When Teri Gage walked through the Pullman National Monument at 111th Street and Cottage Grove Avenue in February “there were trees growing in the building,” she said.
“Now we have concrete floors, we have framing for the interior walls,” said Gage, National Park Service superintendent of the 12-acre site.
Gage celebrated the progress on the new national monument at a ceremonial groundbreaking on Labor Day, along with other Illinois politicians and labor leaders who said it’s sacred ground for unions.
The Pullman National Monument links back to two historic events that helped birth organized labor. In 1894, when industrialist George Pullman cut wages for the workers who built his rail cars — but not the rents in his model community — it sparked a nationwide rail strike. The labor anger contributed to the creation of Labor Day.
And in 1937, the Brotherhood of Sleeping Car Porters — the nation’s biggest employer of African Americans — won a major contract from the company.
Mayor Lori Lightfoot said those developments “would ignite the labor and civil rights movements across the country.”
Bob Reiter, president of the Chicago Federation of Labor, said they made the city the “hometown” of the labor movement.

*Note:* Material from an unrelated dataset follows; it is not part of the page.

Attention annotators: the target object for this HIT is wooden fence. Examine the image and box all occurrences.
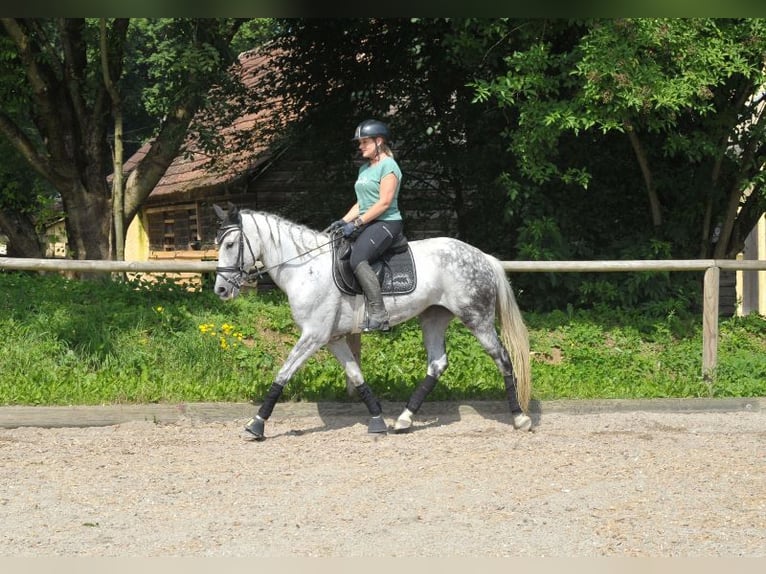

After the groundbreaking, Sen. Dick Durbin, D-Ill., said he “wouldn’t be surprised” if reports of President Trump making insulting comments about service members were true.
“I hope he didn’t say those things, but I wouldn’t be surprised,” he said, noting he served for years in the Senate with John McCain, a former POW. “This president said that none of his heroes got captured.”
And “he refuses to even raise the issue with Vladimir Putin as to whether there was a bounty on the lives of American soldiers” in Afghanistan, Durbin said.